22. Intégrer les enjeux RSE lors de la conception et de la rénovation des bâtiments en :

•             facilitant les prestations de nettoyage (local technique dédié, prises électriques et points d’eau adaptés, éclairage, conception, accessibilité..) ;

•             considérant la dimension Santé & Sécurité au Travail pour les agents d’entretien (prévention des troubles musculosquelettiques notamment) ;

•             tenant compte de l’impact environnemental lié à l’entretien lors du choix des matériaux utilisés et en prévoyant des systèmes d’aération adaptés.

23. Rationnaliser et simplifier l’évaluation des entreprises en matière de RSE (référentiels, notations, questionnaires…) dans les appels d’offres. Par extension, lorsque l’entreprise propose une évaluation de sa maturité RSE délivrée par un tiers indépendant, considérer celle-ci comme opposable.

24. Tenir compte des enjeux et des impacts les plus significatifs des entreprises de propreté (notamment sur les questions sociales et environnementales) dans les critères RSE introduits sur les marchés privés/publics.

25. Favoriser la mise en place du travail en journée pour les marchés publics, lorsque cela est possible et que les sites s’y prêtent, par l’instauration de conditions favorables à ce mode d’organisation (formation et communication en direction des usagers, etc.) en concertation entre prestataire et client.

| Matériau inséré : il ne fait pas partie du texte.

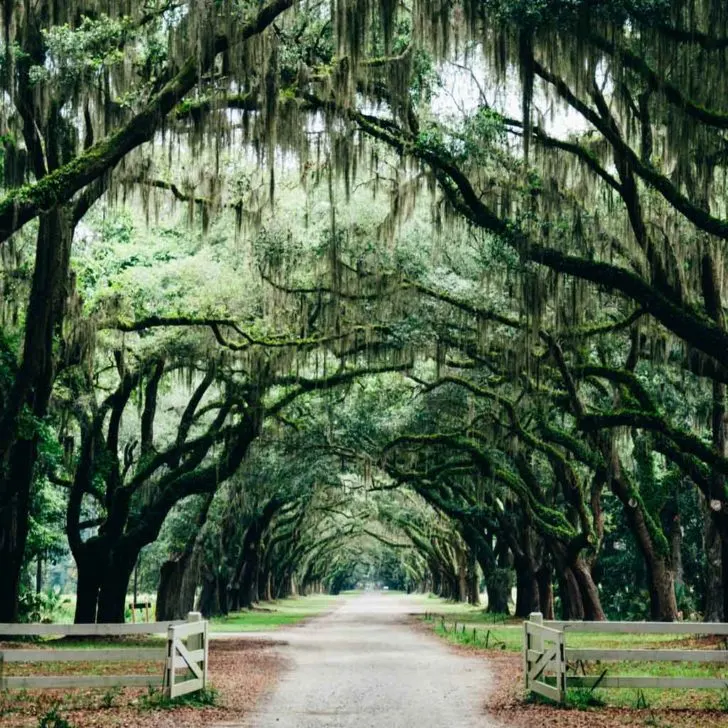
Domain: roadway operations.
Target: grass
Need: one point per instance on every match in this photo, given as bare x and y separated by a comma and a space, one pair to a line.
274, 615
472, 627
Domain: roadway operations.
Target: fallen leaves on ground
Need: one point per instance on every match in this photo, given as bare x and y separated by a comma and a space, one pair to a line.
511, 707
241, 670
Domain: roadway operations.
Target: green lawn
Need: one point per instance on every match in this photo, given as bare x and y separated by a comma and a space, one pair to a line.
471, 627
273, 615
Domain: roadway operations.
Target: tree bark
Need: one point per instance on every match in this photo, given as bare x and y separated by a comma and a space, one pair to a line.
31, 392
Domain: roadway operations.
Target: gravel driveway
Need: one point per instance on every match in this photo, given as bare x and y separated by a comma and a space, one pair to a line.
362, 666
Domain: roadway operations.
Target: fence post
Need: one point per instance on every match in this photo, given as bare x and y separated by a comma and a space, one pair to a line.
194, 641
199, 642
526, 646
561, 666
169, 672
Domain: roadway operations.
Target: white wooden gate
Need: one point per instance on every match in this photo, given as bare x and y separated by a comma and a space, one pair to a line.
190, 656
544, 663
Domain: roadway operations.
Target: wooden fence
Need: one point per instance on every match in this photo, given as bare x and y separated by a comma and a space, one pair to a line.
547, 658
185, 649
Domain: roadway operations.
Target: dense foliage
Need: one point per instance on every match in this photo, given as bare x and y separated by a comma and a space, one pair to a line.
296, 296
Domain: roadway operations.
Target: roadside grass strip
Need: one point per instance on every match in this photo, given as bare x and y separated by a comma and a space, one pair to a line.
274, 615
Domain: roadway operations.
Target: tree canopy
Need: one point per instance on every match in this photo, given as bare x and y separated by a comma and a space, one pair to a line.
299, 295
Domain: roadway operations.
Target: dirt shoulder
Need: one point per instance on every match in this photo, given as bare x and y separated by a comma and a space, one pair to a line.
241, 670
508, 704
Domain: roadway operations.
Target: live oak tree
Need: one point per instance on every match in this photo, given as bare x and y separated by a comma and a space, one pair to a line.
566, 317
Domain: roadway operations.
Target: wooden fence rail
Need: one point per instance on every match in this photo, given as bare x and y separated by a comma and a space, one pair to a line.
186, 648
546, 656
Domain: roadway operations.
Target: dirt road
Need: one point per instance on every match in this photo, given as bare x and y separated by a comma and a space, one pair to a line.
362, 666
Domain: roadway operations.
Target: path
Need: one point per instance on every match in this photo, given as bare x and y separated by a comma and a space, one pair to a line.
363, 667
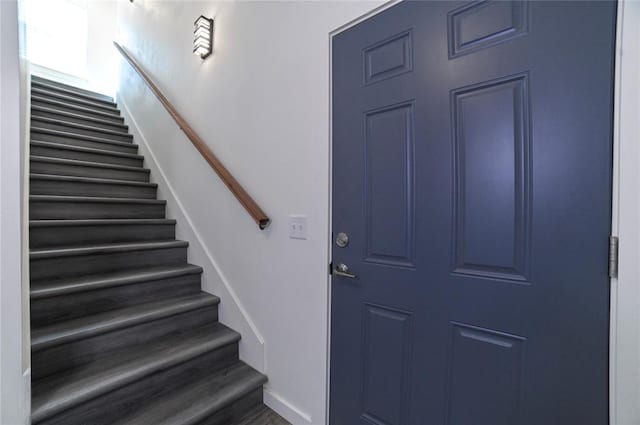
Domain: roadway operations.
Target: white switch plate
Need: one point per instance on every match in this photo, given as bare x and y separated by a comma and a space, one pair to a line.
297, 226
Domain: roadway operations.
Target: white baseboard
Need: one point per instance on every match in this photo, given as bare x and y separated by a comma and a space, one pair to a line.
238, 318
26, 391
285, 409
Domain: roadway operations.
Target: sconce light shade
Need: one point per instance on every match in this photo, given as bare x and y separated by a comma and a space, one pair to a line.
203, 37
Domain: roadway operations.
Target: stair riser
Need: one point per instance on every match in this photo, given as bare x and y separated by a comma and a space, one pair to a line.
124, 137
66, 188
75, 100
78, 120
70, 91
82, 171
85, 156
43, 137
58, 210
49, 310
109, 408
234, 412
42, 237
59, 267
65, 356
61, 106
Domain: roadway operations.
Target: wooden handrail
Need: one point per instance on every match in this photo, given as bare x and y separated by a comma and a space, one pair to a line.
243, 197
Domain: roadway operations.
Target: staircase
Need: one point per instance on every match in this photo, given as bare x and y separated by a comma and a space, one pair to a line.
121, 332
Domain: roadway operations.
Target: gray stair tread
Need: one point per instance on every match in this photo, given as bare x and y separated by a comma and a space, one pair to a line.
97, 324
34, 176
62, 146
71, 124
89, 103
71, 135
35, 254
86, 163
57, 393
82, 199
194, 403
59, 103
58, 287
100, 222
44, 85
37, 108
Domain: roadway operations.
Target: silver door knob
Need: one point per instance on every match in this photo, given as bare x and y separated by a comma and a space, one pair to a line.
342, 270
342, 240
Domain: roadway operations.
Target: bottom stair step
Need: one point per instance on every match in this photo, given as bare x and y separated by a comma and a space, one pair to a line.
131, 374
223, 398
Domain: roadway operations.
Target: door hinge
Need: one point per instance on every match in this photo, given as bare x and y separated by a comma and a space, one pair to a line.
613, 256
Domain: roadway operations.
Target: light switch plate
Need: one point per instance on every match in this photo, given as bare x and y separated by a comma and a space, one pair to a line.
297, 226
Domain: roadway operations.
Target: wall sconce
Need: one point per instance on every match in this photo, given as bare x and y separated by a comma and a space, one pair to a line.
203, 37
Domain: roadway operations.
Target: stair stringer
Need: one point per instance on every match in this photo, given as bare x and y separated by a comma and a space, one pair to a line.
232, 312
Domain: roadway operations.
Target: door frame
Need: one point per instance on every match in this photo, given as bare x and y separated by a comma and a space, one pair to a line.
624, 344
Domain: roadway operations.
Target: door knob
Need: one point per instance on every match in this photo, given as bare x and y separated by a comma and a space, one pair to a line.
342, 270
342, 240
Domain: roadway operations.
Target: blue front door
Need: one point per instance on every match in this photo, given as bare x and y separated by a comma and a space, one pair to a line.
472, 161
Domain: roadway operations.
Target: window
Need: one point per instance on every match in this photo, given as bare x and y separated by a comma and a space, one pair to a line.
56, 32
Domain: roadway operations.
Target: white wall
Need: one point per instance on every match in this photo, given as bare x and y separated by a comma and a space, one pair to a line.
261, 102
101, 56
13, 397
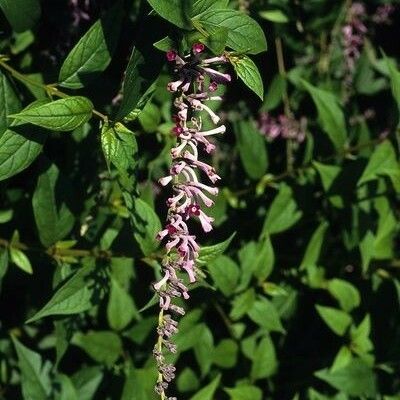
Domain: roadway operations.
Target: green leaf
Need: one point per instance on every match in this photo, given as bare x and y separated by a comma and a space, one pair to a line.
19, 258
314, 247
387, 226
248, 72
73, 297
187, 380
9, 102
342, 358
361, 344
337, 320
242, 303
200, 6
283, 212
165, 44
19, 146
210, 253
103, 346
21, 14
142, 71
60, 115
203, 348
150, 118
225, 353
3, 265
264, 361
394, 75
345, 293
274, 16
225, 274
244, 33
330, 115
92, 54
275, 93
207, 393
252, 149
356, 379
120, 309
86, 382
367, 250
6, 216
68, 391
264, 314
265, 259
35, 380
147, 226
327, 173
175, 11
53, 216
139, 384
119, 147
383, 161
216, 39
244, 392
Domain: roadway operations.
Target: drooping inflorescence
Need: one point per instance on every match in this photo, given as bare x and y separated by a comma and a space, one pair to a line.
197, 80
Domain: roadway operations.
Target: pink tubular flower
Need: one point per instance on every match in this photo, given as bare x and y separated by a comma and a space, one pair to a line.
196, 79
353, 38
283, 126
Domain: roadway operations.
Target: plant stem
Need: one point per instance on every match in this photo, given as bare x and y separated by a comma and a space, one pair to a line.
286, 103
51, 90
295, 171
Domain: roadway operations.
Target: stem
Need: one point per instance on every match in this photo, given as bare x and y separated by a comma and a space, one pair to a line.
51, 90
287, 173
325, 58
159, 348
286, 104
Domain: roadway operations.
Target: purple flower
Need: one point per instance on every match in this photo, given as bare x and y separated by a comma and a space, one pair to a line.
353, 37
283, 126
196, 79
383, 13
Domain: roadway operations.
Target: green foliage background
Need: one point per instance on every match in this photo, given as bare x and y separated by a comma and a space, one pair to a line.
300, 295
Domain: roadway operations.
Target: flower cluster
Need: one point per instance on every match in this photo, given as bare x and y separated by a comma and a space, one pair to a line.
353, 38
197, 80
383, 14
283, 126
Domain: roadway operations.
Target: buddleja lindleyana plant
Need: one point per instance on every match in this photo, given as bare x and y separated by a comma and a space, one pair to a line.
197, 81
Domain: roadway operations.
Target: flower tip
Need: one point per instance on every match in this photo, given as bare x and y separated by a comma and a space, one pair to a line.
198, 48
171, 55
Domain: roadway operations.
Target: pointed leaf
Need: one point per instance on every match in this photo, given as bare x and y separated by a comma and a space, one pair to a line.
34, 376
337, 320
60, 115
330, 115
209, 253
73, 297
53, 216
248, 72
92, 54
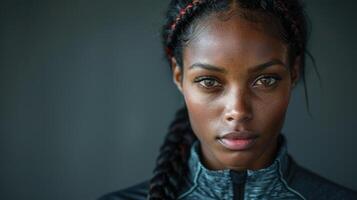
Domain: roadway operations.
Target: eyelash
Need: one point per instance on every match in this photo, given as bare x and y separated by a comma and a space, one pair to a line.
200, 81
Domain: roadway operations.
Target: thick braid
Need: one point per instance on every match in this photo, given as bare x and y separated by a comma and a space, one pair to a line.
177, 22
171, 164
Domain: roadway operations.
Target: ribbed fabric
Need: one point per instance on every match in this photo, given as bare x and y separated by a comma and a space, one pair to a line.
267, 183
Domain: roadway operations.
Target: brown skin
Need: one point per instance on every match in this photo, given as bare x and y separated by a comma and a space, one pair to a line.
238, 94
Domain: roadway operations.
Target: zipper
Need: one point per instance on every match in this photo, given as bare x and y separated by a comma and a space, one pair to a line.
238, 180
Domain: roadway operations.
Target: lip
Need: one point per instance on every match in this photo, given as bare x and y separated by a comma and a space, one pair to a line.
238, 141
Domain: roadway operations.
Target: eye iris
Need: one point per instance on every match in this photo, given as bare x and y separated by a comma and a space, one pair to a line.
208, 83
268, 81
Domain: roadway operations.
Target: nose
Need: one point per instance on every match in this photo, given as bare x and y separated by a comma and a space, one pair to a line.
238, 107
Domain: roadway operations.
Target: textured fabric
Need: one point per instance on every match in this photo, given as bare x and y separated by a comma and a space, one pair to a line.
267, 183
270, 183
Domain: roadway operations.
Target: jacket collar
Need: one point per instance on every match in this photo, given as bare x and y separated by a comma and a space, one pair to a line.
203, 180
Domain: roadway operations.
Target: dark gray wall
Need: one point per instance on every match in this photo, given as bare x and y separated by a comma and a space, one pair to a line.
85, 96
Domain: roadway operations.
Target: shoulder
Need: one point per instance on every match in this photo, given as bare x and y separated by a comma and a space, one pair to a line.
314, 186
135, 192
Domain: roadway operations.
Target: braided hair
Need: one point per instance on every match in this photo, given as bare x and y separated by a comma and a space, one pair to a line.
181, 19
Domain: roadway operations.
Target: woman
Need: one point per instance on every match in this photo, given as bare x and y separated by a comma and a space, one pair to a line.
236, 63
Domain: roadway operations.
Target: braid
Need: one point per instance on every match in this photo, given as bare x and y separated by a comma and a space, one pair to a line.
171, 164
176, 24
291, 14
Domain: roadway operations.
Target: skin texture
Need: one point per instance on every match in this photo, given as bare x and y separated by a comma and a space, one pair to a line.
244, 86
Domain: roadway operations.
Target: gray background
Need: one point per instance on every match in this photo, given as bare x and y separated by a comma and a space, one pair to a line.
86, 97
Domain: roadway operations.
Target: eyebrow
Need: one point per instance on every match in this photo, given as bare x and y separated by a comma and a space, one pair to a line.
259, 67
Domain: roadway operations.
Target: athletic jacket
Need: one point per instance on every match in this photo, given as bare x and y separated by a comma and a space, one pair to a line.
284, 179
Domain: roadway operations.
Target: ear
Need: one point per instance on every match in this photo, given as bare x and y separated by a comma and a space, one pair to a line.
177, 73
295, 71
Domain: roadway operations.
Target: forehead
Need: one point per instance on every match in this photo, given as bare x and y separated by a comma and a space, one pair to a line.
233, 39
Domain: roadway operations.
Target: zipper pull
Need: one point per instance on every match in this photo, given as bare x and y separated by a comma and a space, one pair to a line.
238, 178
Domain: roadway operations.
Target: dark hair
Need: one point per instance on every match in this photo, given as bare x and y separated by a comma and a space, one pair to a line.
182, 17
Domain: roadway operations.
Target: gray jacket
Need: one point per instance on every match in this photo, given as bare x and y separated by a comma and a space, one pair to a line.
283, 179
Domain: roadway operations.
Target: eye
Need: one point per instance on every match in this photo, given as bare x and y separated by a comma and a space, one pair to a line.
266, 81
207, 82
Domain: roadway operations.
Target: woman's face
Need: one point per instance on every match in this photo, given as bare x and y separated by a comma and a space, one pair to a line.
236, 85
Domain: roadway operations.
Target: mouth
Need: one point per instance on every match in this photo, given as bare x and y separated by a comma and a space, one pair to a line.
238, 141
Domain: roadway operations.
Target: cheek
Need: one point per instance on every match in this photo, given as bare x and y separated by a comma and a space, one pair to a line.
201, 112
271, 113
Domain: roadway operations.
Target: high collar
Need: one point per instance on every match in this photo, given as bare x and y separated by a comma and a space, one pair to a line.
218, 184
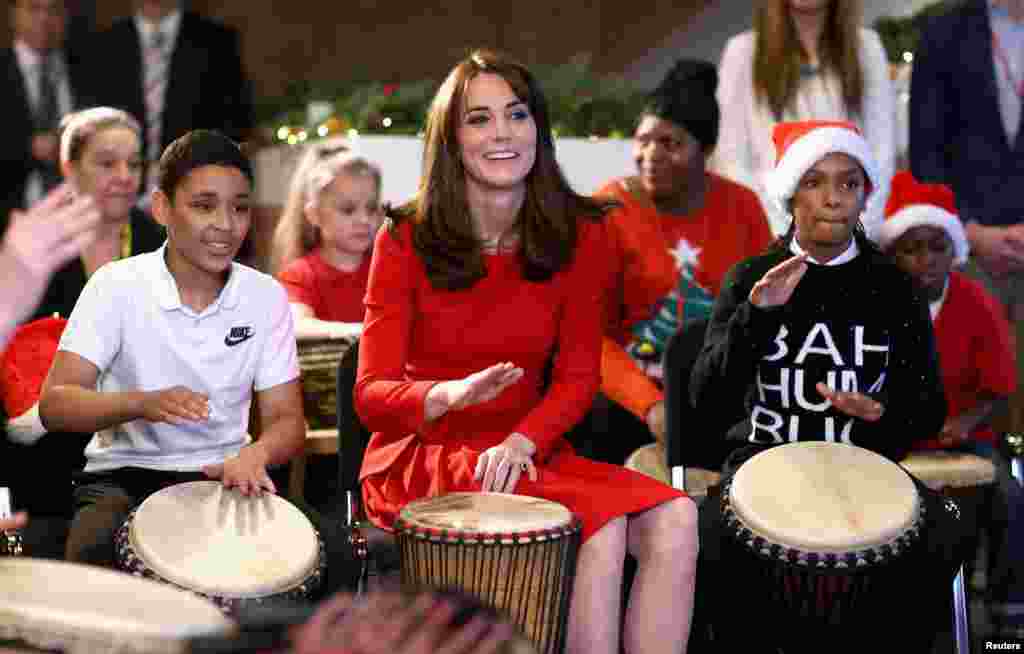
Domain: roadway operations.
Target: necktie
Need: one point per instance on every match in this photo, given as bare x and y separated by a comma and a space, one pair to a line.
156, 84
47, 118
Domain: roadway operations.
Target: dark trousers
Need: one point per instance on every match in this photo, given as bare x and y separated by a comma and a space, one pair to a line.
102, 502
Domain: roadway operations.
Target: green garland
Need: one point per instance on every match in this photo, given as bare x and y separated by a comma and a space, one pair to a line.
901, 35
581, 103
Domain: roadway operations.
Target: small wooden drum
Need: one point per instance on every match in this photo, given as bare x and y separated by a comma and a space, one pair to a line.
318, 359
514, 553
819, 530
80, 609
220, 545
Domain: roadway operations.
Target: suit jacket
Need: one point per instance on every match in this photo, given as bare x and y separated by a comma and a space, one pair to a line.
206, 86
16, 162
956, 132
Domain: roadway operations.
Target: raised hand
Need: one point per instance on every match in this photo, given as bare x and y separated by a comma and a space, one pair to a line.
499, 468
851, 403
43, 238
776, 287
175, 405
479, 387
247, 472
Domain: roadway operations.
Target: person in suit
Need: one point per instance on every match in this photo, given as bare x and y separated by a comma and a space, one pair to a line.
177, 72
43, 85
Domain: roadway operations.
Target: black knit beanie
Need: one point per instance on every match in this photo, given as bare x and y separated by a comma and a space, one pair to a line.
686, 97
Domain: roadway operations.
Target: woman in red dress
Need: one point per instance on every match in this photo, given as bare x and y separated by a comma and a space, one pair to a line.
481, 347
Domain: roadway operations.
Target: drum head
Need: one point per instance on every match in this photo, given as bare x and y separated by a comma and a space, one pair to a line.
828, 497
71, 607
485, 513
219, 542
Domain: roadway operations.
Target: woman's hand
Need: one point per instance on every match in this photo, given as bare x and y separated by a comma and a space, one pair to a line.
500, 467
247, 472
175, 405
477, 388
851, 403
776, 287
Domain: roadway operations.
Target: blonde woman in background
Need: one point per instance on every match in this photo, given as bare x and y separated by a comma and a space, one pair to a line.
323, 243
805, 59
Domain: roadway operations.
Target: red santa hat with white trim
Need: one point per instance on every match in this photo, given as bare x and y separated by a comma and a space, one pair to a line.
801, 144
912, 204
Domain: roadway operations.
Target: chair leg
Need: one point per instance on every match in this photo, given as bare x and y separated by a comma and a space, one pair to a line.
297, 477
962, 627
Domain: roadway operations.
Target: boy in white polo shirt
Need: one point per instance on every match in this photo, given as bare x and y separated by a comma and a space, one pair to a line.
164, 350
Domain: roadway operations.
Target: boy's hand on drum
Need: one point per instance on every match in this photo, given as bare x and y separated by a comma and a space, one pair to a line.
247, 472
954, 433
175, 405
500, 467
776, 287
851, 403
477, 388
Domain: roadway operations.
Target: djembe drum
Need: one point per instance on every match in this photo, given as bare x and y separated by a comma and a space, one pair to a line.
318, 359
824, 535
214, 541
79, 609
514, 553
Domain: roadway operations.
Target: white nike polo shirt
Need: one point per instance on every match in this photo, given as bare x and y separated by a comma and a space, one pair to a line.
129, 321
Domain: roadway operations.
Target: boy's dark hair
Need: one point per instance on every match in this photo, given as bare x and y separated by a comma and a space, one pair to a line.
195, 149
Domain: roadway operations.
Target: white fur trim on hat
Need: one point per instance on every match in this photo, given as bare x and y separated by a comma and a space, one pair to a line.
921, 215
809, 149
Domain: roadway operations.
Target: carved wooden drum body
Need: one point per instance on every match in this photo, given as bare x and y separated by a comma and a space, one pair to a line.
516, 554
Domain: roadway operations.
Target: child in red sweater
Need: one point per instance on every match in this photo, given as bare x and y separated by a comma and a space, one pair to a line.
323, 245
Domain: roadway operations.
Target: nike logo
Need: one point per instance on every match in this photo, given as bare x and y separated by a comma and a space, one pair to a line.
239, 335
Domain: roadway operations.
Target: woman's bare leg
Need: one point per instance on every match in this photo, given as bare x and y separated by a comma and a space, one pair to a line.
594, 612
664, 540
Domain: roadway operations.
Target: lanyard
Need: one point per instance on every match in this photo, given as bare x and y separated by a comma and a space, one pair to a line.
1018, 86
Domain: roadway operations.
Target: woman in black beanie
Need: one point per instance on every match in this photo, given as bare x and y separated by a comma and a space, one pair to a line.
678, 230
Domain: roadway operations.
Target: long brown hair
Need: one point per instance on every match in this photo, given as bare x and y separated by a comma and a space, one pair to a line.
443, 234
778, 54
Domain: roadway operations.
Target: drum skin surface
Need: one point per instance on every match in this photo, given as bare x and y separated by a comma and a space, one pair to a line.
81, 609
827, 497
218, 542
485, 513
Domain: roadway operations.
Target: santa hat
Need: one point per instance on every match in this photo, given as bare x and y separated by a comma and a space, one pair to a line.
799, 145
24, 366
912, 204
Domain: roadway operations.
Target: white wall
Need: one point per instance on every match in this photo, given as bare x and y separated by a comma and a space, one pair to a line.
706, 36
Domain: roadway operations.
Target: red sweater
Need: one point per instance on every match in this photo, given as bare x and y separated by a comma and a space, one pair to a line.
976, 354
333, 295
645, 245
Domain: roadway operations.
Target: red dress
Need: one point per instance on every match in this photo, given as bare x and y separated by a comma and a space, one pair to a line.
415, 336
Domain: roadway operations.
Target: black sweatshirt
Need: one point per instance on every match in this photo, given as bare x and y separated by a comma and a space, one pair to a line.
858, 325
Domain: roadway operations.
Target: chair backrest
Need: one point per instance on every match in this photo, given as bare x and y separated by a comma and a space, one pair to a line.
695, 436
352, 436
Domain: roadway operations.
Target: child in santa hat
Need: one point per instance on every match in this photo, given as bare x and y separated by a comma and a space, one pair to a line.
826, 339
925, 236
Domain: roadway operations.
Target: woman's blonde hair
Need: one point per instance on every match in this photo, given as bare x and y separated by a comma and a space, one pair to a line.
778, 54
76, 129
295, 235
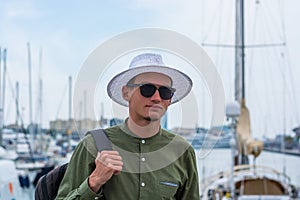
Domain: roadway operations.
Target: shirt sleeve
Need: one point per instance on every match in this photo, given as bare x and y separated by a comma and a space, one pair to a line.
75, 181
190, 190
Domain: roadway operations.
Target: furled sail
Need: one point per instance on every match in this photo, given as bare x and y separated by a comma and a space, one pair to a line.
246, 144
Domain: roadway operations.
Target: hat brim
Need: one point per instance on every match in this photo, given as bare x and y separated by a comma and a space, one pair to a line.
181, 82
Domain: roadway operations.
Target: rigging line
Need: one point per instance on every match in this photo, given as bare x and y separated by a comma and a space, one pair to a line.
218, 38
14, 97
251, 57
270, 21
288, 64
61, 100
209, 29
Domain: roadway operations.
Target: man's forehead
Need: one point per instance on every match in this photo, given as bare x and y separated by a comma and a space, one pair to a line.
153, 77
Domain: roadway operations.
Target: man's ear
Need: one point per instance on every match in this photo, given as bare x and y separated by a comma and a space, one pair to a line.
125, 93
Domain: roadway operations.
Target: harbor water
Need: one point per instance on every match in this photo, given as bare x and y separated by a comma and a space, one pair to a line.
217, 160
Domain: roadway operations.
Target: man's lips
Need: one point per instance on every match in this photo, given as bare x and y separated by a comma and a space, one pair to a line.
156, 107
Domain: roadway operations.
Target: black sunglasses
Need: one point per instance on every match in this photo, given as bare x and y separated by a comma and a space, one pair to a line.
148, 90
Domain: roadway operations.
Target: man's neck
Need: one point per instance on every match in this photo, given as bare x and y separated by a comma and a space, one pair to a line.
143, 128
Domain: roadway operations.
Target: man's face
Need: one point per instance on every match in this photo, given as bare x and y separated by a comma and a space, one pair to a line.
148, 108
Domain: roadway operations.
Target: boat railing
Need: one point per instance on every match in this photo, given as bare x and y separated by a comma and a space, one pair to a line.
251, 170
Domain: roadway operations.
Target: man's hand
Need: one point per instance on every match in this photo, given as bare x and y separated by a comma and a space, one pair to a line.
108, 163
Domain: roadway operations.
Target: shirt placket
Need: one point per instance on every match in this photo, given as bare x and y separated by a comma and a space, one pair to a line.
142, 164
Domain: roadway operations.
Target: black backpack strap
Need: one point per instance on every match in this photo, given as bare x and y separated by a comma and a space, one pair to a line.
101, 139
44, 187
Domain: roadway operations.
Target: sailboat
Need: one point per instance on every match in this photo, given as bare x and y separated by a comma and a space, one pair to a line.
245, 181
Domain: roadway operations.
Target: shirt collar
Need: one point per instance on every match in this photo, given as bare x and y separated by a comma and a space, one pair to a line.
126, 130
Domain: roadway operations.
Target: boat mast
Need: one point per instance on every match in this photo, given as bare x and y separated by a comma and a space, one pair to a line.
239, 52
1, 111
2, 102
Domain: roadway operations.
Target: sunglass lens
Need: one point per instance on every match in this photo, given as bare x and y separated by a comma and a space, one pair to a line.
165, 93
147, 90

26. Elargir la liste des efforts consentis par l’entreprise permettant d’appliquer une majoration du nombre de bénéficiaires, en maintenant les critères applicables aux minorations et en valorisant les actions qualitatives réalisées par les entreprises en faveur de l’emploi des travailleurs handicapés.

27. Choisir le mieux-disant en termes d’innovation technique, numérique, environnementale et organisationnelle: considérer l’agilité dans les processus techniques et informatiques employés pour assurer une prestation au plus près des besoins réels des clients et ne pas limiter l’innovation au recours à de nouveaux produits et matériels.